The special project for the 2016 ICN Annual Conference is ‘Disruptive Innovations and Government Advocacy.’ Singapore has chosen this topic as we are of the view that it is timely for competition authorities to be up to date on the dynamic and exciting developments in areas such as e-commerce and the sharing economy, so that we can all work with governments to make markets work better for businesses and consumers in accommodating these new business models.We look forward to the rich sharing by the competition authorities in this regard.

About the author

Han Li Toh is the chief executive and a commissioner of the Competition Commission of Singapore (CCS). He was previously the assistant chief executive (legal and enforcement).
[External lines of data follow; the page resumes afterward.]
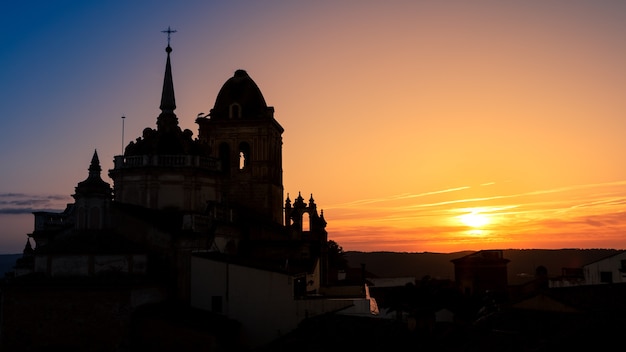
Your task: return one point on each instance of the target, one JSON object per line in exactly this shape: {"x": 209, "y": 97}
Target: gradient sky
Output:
{"x": 401, "y": 117}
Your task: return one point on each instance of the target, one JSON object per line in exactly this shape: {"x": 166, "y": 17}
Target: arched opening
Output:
{"x": 306, "y": 222}
{"x": 235, "y": 111}
{"x": 244, "y": 155}
{"x": 94, "y": 218}
{"x": 224, "y": 155}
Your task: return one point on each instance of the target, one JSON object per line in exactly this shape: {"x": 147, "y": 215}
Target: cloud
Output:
{"x": 23, "y": 203}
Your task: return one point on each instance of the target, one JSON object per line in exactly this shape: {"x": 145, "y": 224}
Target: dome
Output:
{"x": 239, "y": 98}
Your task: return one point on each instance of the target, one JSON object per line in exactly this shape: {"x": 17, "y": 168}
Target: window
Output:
{"x": 244, "y": 155}
{"x": 216, "y": 304}
{"x": 235, "y": 111}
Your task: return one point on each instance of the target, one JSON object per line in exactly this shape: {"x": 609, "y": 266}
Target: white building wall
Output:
{"x": 262, "y": 301}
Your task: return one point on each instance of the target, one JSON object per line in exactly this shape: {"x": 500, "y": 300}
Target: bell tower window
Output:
{"x": 235, "y": 111}
{"x": 244, "y": 155}
{"x": 224, "y": 155}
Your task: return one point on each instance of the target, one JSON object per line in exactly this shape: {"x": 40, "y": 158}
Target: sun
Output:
{"x": 474, "y": 219}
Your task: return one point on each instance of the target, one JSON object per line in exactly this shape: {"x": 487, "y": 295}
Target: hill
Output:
{"x": 523, "y": 262}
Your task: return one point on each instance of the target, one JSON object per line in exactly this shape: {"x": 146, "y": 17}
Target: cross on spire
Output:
{"x": 169, "y": 32}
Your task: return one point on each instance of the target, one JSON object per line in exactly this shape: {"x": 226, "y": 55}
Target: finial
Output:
{"x": 169, "y": 32}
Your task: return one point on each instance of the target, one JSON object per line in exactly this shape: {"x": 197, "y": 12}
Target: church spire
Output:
{"x": 167, "y": 120}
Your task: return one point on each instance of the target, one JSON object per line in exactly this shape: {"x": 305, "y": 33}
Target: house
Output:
{"x": 481, "y": 272}
{"x": 194, "y": 225}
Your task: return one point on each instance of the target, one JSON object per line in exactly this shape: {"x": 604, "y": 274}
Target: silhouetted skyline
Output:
{"x": 403, "y": 117}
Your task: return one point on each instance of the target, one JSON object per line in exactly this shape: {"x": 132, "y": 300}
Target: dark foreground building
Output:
{"x": 112, "y": 272}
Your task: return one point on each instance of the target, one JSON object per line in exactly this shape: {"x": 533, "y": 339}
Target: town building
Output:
{"x": 195, "y": 225}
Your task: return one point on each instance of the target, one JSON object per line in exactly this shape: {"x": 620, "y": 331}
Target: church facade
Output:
{"x": 120, "y": 248}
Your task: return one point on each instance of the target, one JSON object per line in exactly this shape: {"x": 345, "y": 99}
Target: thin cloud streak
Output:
{"x": 576, "y": 216}
{"x": 23, "y": 203}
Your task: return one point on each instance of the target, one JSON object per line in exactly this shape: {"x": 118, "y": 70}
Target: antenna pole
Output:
{"x": 123, "y": 118}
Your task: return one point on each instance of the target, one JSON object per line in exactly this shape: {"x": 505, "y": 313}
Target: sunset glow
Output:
{"x": 417, "y": 125}
{"x": 474, "y": 219}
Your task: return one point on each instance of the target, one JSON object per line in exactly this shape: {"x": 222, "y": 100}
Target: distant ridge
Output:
{"x": 523, "y": 262}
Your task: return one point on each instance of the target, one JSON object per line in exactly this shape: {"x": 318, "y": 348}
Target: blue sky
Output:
{"x": 387, "y": 106}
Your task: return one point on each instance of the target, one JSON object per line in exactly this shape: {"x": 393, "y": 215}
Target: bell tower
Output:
{"x": 245, "y": 137}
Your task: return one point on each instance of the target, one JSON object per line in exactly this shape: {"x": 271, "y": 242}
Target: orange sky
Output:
{"x": 399, "y": 116}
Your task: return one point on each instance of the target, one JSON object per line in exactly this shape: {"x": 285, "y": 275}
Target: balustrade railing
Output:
{"x": 166, "y": 161}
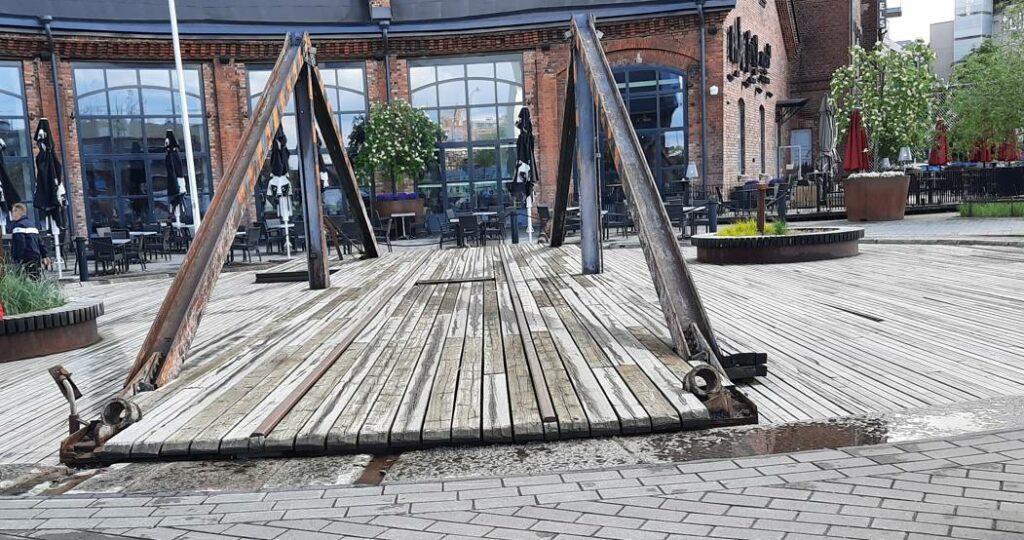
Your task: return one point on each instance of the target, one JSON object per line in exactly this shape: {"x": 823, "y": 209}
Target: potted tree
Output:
{"x": 890, "y": 90}
{"x": 398, "y": 141}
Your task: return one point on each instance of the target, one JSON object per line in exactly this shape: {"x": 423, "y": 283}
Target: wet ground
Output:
{"x": 559, "y": 456}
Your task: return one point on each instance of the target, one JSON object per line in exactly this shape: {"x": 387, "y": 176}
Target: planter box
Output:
{"x": 876, "y": 199}
{"x": 386, "y": 208}
{"x": 804, "y": 245}
{"x": 39, "y": 333}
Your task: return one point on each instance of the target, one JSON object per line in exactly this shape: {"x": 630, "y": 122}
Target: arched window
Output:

He has served as a justices’ law clerk to the chief justice and Court of Appeal of Singapore; deputy public prosecutor and state counsel in the Attorney-General’s Chambers; senior assistant registrar of the Supreme Court; registrar and district judge of the State Courts; and assistant chief executive (legal and enforcement) in the CCS. He serves on several tribunals, including the Military Court of Appeal, the Monetary Authority of Singapore’s Appeals Advisory Panel and the Copyright Tribunal.

Mr Toh read law at Cambridge University, obtained his masters of laws from the University of Chicago and holds a masters in public management from the Lee Kuan Yew School of Public Policy. He attended the Stanford Executive Programme at the Graduate School of Business, Stanford University. He is admitted to practise law in Singapore, England and New York.